Two friend are \( x \) and \( y \) years old. The sum of their age is 36 . In five yeas time the Product of their age will be 528 . Fund \( x \) and

Let's say \( x \) is the current age of friend one, and \( y \) is the current age of friend two. We know that \( x + y = 36 \) and \( (x + 5)(y + 5) = 528 \). To solve, we can substitute \( y \) from the first equation into the second: 1. \( y = 36 - x \) 2. Substitute into the product equation: \( (x + 5)(36 - x + 5) = 528 \) 3. This simplifies to \( (x + 5)(41 - x) = 528 \) 4. Expanding gives \( 41x - x^2 + 205 - 5x = 528 \) 5. Rearranging leads to the quadratic equation: \( x^2 - 36x + 323 = 0 \) Using the quadratic formula, you can find the values of \( x \) and \( y \).

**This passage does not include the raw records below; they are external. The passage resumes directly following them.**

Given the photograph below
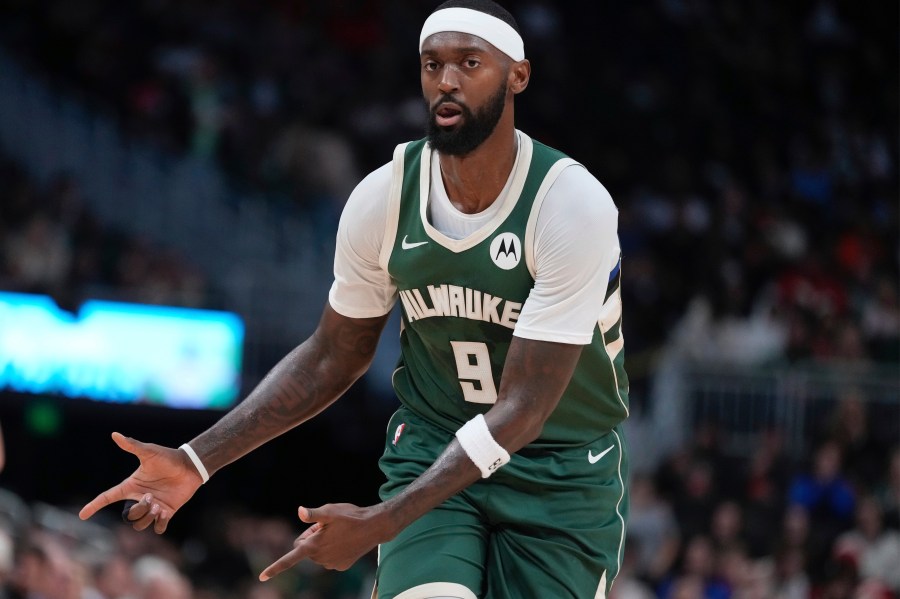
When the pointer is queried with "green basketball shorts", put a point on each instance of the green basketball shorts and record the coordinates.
(549, 524)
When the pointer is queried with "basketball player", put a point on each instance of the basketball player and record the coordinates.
(505, 464)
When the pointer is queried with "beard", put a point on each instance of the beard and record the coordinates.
(471, 132)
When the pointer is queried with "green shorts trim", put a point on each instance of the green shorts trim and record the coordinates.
(550, 523)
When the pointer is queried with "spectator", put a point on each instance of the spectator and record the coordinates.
(874, 550)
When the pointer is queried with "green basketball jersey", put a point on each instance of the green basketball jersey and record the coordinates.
(461, 300)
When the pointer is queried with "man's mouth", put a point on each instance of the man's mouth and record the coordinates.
(447, 114)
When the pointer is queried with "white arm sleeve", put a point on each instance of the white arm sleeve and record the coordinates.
(576, 247)
(361, 288)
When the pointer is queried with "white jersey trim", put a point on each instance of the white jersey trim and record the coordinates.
(519, 175)
(393, 211)
(438, 589)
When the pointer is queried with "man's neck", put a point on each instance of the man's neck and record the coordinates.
(475, 180)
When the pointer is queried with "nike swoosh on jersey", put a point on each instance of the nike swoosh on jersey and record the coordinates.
(408, 246)
(593, 459)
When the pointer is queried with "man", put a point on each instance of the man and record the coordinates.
(505, 464)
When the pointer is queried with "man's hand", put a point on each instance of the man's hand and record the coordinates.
(340, 534)
(163, 482)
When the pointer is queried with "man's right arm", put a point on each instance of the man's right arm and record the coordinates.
(302, 384)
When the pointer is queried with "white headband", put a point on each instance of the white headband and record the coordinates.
(465, 20)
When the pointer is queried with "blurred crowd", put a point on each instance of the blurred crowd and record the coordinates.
(751, 149)
(52, 243)
(703, 524)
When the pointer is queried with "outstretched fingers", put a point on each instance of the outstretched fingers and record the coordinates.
(107, 497)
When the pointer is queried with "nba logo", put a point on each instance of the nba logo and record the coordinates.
(399, 432)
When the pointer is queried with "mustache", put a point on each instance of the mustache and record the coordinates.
(448, 99)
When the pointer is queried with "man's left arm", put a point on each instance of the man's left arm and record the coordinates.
(534, 378)
(576, 246)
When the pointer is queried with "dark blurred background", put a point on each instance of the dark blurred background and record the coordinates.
(198, 154)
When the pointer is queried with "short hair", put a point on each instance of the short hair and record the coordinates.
(486, 6)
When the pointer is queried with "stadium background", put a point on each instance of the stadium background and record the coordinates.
(198, 153)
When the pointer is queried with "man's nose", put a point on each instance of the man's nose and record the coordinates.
(449, 82)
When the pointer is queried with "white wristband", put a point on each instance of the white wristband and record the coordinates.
(196, 460)
(478, 443)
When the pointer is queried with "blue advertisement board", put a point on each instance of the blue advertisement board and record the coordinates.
(119, 352)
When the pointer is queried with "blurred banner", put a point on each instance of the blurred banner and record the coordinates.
(120, 353)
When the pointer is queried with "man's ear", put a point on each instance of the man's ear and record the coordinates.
(519, 74)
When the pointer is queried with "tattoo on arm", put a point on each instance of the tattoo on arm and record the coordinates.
(302, 384)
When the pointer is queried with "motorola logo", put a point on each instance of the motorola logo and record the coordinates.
(506, 250)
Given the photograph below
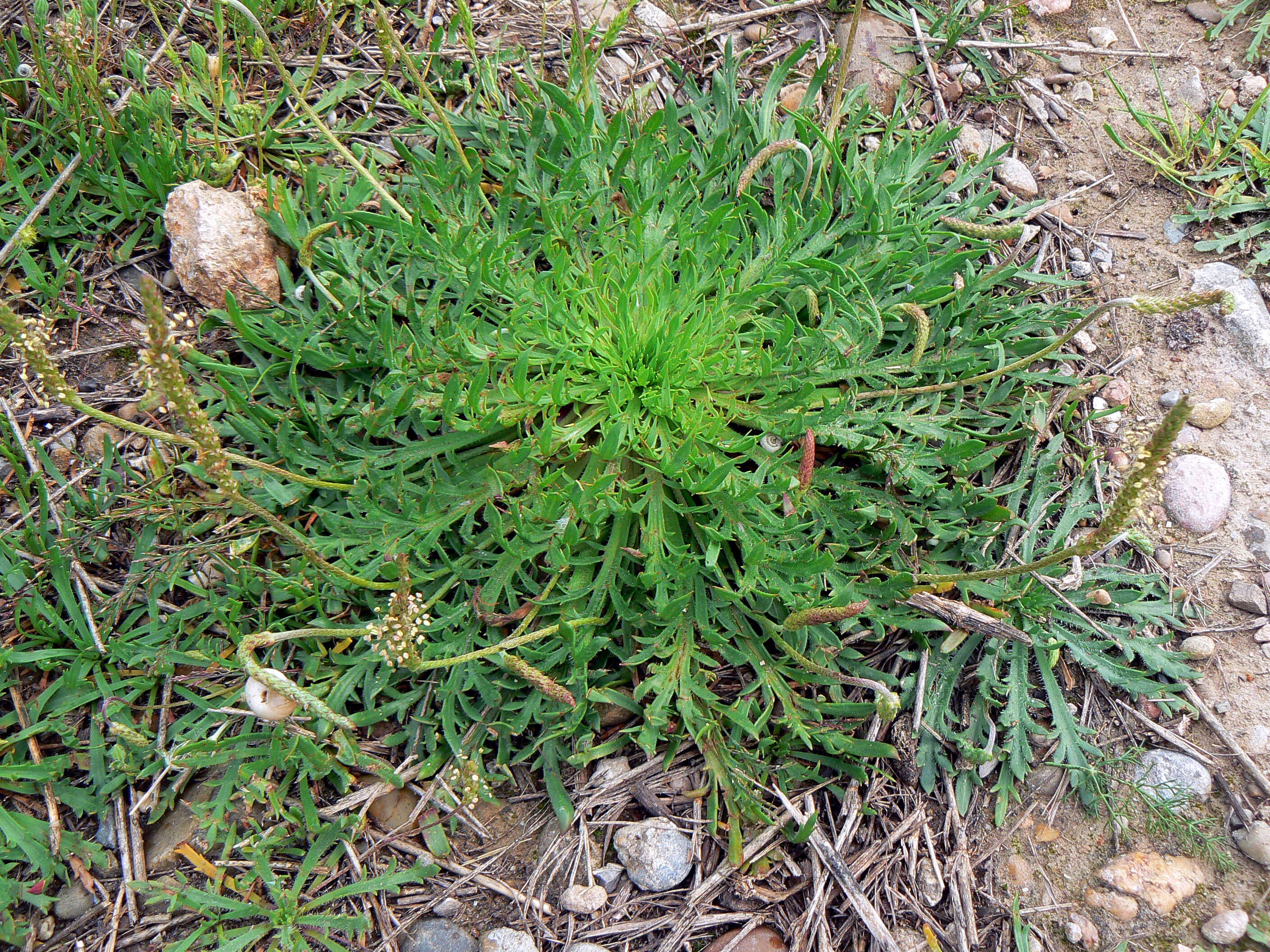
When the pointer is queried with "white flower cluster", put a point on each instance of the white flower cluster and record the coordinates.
(397, 636)
(465, 781)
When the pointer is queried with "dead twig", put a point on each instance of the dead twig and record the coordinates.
(1219, 730)
(849, 884)
(964, 617)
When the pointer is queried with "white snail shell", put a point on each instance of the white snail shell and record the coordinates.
(267, 705)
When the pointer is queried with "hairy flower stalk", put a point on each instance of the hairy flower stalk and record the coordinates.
(163, 367)
(886, 701)
(542, 682)
(824, 615)
(922, 321)
(760, 160)
(1140, 304)
(398, 636)
(1141, 475)
(985, 233)
(31, 338)
(807, 465)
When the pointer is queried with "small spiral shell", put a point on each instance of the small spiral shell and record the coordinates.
(267, 705)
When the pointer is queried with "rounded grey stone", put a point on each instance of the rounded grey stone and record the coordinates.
(1169, 776)
(73, 902)
(656, 855)
(438, 936)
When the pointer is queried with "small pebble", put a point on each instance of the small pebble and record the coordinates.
(1211, 413)
(1250, 88)
(1101, 37)
(657, 856)
(1230, 926)
(1081, 932)
(1247, 597)
(1204, 12)
(507, 941)
(610, 876)
(791, 97)
(1169, 776)
(1085, 343)
(61, 452)
(1254, 842)
(583, 899)
(1017, 177)
(1199, 646)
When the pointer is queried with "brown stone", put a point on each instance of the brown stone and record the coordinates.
(1122, 908)
(393, 810)
(764, 938)
(219, 244)
(875, 61)
(1017, 871)
(1160, 881)
(791, 97)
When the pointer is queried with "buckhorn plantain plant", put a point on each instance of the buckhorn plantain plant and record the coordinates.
(689, 405)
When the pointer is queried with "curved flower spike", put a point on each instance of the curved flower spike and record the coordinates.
(824, 615)
(785, 145)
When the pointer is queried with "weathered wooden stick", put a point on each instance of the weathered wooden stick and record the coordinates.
(849, 884)
(961, 616)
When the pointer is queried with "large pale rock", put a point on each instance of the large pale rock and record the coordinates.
(656, 855)
(1250, 323)
(219, 244)
(1170, 776)
(1197, 493)
(875, 61)
(1160, 881)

Now, on to some historical context: Many famous mathematicians, such as Euclid and Diophantus, took on similar algebraic problems in ancient times. These puzzles were not just academic exercises but were often related to determining land boundaries, trade benefits, and familial relationships, reflecting the practical scenarios of their day. For a fun twist, consider this scenario: if your own age and your friend's age added up to 36, being able to predict future ages just like the problem presented offers a fun glimpse into the mystery of growing older! It often inspires us to think about how age differences play a role in friendships and life experiences.